Abstract Annotating the functions of gene products is a mainstay in biology. A variety of databases have been established to record functional knowledge at the gene level. However, functional annotations at the isoform resolution are in great demand in many biological applications. Although critical information in biological processes such as protein–protein interactions (PPIs) is often used to study gene functions, it does not directly help differentiate the functions of isoforms, as the ‘proteins’ in the existing PPIs generally refer to ‘genes’. On the other hand, the prediction of isoform functions and prediction of isoform–isoform interactions, though inherently intertwined, have so far been treated as independent computational problems in the literature.
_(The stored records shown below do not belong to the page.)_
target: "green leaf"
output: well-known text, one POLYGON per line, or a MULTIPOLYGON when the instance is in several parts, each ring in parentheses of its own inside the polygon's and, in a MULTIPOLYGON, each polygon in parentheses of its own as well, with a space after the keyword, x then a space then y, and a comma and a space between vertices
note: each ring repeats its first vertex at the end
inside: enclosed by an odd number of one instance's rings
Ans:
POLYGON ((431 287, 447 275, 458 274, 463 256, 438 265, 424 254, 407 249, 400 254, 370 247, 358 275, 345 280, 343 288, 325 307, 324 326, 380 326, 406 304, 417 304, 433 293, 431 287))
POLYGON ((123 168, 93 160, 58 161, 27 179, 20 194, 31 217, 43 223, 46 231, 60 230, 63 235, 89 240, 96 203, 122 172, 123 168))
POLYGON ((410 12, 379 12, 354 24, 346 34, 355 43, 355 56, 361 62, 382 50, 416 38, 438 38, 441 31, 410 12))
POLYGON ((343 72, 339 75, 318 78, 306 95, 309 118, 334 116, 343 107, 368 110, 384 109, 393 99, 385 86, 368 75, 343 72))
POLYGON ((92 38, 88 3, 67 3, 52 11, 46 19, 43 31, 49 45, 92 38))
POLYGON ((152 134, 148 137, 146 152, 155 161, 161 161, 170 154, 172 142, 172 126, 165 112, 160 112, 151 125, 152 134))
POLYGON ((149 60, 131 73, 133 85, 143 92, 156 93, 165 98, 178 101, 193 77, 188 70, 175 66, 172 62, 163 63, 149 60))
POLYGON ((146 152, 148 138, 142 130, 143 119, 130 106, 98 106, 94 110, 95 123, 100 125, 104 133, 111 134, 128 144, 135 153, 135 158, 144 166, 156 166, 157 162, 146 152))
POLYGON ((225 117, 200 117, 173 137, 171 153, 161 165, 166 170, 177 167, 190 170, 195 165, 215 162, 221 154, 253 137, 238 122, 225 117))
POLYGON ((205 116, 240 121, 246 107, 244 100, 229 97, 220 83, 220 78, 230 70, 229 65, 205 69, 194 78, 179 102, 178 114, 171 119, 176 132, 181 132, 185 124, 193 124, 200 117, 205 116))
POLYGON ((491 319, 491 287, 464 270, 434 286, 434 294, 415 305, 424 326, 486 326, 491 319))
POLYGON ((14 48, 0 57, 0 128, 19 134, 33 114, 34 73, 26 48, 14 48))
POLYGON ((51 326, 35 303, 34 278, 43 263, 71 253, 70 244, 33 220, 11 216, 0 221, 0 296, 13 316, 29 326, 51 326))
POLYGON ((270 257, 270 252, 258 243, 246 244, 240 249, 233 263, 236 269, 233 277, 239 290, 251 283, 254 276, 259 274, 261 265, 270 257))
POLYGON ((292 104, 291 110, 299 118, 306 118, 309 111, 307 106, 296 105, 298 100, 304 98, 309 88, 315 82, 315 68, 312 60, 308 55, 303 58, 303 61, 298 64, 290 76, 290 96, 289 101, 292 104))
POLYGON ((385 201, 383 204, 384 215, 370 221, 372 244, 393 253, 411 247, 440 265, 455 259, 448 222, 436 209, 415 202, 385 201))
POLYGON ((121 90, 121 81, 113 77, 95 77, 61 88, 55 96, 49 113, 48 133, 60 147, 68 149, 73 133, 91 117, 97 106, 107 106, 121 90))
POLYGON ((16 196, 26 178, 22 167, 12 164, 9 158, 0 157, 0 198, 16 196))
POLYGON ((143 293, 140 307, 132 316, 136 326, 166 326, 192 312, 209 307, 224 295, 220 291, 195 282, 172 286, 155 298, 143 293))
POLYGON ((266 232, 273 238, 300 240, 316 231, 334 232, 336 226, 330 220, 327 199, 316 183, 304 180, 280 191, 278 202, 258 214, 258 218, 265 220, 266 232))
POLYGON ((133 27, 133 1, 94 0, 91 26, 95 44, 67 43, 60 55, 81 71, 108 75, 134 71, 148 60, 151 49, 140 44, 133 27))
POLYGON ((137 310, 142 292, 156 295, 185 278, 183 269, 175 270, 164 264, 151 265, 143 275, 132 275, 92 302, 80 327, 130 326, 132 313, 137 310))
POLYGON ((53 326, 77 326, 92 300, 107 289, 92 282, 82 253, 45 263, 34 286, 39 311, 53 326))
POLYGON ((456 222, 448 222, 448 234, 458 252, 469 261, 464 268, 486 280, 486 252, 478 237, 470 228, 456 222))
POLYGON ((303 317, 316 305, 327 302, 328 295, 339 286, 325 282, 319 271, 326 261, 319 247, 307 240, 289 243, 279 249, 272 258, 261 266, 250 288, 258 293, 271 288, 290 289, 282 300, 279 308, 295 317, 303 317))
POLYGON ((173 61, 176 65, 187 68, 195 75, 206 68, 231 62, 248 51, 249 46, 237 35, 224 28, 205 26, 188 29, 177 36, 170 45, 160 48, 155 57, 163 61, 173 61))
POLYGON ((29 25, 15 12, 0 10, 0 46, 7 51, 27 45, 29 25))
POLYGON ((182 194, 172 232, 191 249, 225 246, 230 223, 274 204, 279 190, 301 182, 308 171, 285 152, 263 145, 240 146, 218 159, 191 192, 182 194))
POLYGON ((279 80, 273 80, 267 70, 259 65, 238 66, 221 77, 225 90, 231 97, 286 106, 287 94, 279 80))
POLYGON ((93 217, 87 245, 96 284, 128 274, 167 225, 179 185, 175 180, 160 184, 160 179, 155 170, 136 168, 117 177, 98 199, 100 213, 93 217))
Here, we present FINER, a unified framework to jointly predict isoform functions and refine PPIs from the gene level to the isoform level, enabling both tasks to benefit from each other. Extensive computational experiments on human tissue-specific data demonstrate that FINER is able to gain at least 5.16% in AUC and 15.1% in AUPRC for functional prediction across multiple tissues by refining noisy PPIs, resulting in significant improvement over the state-of-the-art methods. Some in-depth analyses reveal consistency between FINER’s predictions and the tissue specificity as well as subcellular localization of isoforms.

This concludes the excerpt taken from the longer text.